Уже взяв сумку, чтобы уходить, он произнес для прощания:
– Hasta luega, companera, – а я ответила: "No pasaran!" – единственное известное мне испанское слово, и вскинула кулак в приветствии, как любил делать Еспер. Может, это было и глупо, но он улыбнулся и ответил тем же, а потом повернулся и исчез за дверью.

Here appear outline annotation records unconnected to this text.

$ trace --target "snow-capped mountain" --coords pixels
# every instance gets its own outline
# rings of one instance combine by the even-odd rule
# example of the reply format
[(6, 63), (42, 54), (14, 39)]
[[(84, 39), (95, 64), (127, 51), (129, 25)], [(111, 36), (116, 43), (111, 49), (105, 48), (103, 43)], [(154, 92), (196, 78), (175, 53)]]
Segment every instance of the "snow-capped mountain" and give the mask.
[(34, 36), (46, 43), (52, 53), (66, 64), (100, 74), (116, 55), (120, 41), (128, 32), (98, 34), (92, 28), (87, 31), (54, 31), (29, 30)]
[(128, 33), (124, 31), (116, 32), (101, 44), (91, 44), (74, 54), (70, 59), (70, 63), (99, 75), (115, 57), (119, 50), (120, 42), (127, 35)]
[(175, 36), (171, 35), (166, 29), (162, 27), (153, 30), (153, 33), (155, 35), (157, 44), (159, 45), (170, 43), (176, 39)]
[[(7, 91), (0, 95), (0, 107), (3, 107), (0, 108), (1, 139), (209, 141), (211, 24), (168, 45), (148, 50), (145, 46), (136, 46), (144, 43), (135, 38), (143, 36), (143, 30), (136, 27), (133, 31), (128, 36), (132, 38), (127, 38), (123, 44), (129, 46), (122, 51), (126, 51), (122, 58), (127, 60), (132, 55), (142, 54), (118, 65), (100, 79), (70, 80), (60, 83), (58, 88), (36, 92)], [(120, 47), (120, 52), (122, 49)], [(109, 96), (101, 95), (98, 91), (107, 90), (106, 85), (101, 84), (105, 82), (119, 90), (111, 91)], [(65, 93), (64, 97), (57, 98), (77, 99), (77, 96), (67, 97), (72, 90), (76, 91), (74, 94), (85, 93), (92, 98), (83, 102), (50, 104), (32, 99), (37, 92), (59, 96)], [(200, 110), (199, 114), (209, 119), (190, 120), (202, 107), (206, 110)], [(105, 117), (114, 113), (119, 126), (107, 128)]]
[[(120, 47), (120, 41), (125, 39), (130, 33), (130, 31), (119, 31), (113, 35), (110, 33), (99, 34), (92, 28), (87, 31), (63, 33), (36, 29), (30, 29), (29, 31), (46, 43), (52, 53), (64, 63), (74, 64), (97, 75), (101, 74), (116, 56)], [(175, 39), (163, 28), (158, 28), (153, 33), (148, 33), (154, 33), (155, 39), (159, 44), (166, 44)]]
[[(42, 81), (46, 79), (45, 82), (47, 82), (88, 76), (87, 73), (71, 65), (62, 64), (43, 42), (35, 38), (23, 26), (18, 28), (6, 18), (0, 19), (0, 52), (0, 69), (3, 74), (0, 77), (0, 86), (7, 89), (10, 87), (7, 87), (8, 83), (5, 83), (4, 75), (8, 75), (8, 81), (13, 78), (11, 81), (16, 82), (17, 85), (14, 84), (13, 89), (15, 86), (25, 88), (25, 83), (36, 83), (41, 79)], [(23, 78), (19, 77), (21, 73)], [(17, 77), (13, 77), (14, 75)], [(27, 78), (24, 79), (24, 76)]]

Но в Осло я не знаю синдикалистов. А голый англичанин сидит на краешке кровати и листает мои книги. Он упирает ноготь в имя Илья Эренбург и говорит, что и сам коммунист, так чго никаких проблем. Для него я с радостью побуду коммунистом. Я голышом иду к своей одежде и неспешно одеваюсь, вещь за вещью. Он оборачивается и глядит, но я продолжаю одеваться как ни в чем не бывало, а он остается один со своим нелепым голым белым телом.
– My books, please, – прошу я; он дает мне всю стопку, я беру книги под мышку и спускаюсь по лестнице в гостиничный холл.
Я иду себе, вдыхаю пыльный запах каменных стен и замусоренных тротуаров, приглушенную сырость протекающей через город реки и кисловатую сладость пивоварни Шуса, в подвалах которой громоздятся распираемые изнутри огромные медные чаны, а снаружи всегда кто-нибудь стоит, прижавшись к стеклу, и смотрит как зачарованный. По вечерам я одолеваю Трондхеймсвей пешком, чтобы сэкономить деньги на автобусе, но тут же трачу их на кино – я смотрю все подряд. Вечер за вечером я сижу в темноте переполненного зала и гляжу на экран; я поглощаю фильмы, выпуски новостей, документальные ленты и мультики. На "Томе и Джерри" женщина на седьмом ряду заходится от хохота, потом она смеется уже одна на весь зал, и все оборачиваются в ее сторону, но она не может остановиться. И выдержать не может, ей делается плохо, и ее выносят, впуская луч света, потом дверь снова закрывается, и мы слышим, как женщина в фойе одновременно хохочет и рыдает и кричит:
– Ну нет же, нет! Я не хочу!
Я тоже не хочу. Я поднимаюсь и прошу прощения у мерцающего ряда лиц, и всем приходится встать, чтобы выпустить меня. Мимо кассы я выхожу на улицу, где еще светло и тени длинные и где вечернее солнце мягко освещает мой путь вверх по Карлу Юхану. Нигде ни одного знакомого лица, и я сержусь: ну что же Еспер не пишет? Мать раз в месяц присылает письма, в которых говорится, что если я обращусь к свету и сохраню в душе Господа, то счастье осенит меня. Всю Студенческую улицу свет режет мне глаза, но Господь бросил меня давным-давно.